Does that make anyone else feel...insignificant?
I was at church this past Sunday for the first time in much too long. The "lesson" of the day was kindness. Learning about kindness in church...original, right?
BUT - I have to say that this was by far the best understanding of kindness I have come across thus far.
This was a new church, one that is more than two hours away from my house that I will probably only go to a couple more times. But I will never forget what I learned. I learned how to be a genuinely kind person. A kind person who will act on their kindness.
It's so easy to be an innocent bystander. To sit by and watch someone else in pain or suffering and say, "Gee, I feel bad for them." But where does that get us? How does it make me a kind person to watch someone who needs help but not give that person help?
This lesson wasn't just about being kind. It was about being kind like Jesus. Now when we heard this, we all scoffed. No one is kind like Jesus, we all thought.
But if we all at least tried to be kind like Jesus? Wouldn't you think the world would be a much better place? I certainly think so.
Suddenly in the middle of service, a song from ten years ago popped into my head. A song from church camp singing about WWJD - What Would Jesus Do?
All of a sudden I realized that that's me. I'm that person who stands there thinking, "Gee, I feel bad for them. But I (insert myriad of excuses here)"

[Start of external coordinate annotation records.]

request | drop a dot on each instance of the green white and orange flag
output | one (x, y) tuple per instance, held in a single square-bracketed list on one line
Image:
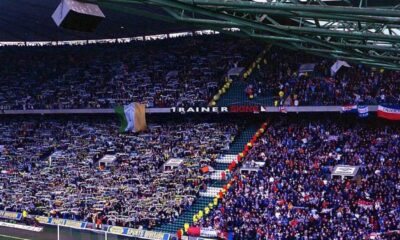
[(132, 116)]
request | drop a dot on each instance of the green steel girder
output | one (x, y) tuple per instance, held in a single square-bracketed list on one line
[(358, 34)]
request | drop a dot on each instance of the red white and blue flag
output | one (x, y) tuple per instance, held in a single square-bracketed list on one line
[(363, 111), (349, 108), (390, 113), (282, 109)]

Back to the whole "we are insignificant in this world" concept. That part is true. Physically, we don't matter - we are matter. But what we can do does matter. The impact we can have does matter.
That is my challenge to myself this week. To not only understand people's problems but to carry some of their burden on my back. Do I have my own burdens? Of course, everyone does. But mine are so minimal compared to others, I am so blessed compared to others, that I can afford their burden.
I may be 1 in 7 billion, but to one person I can be more than that. To many people I can be more than that.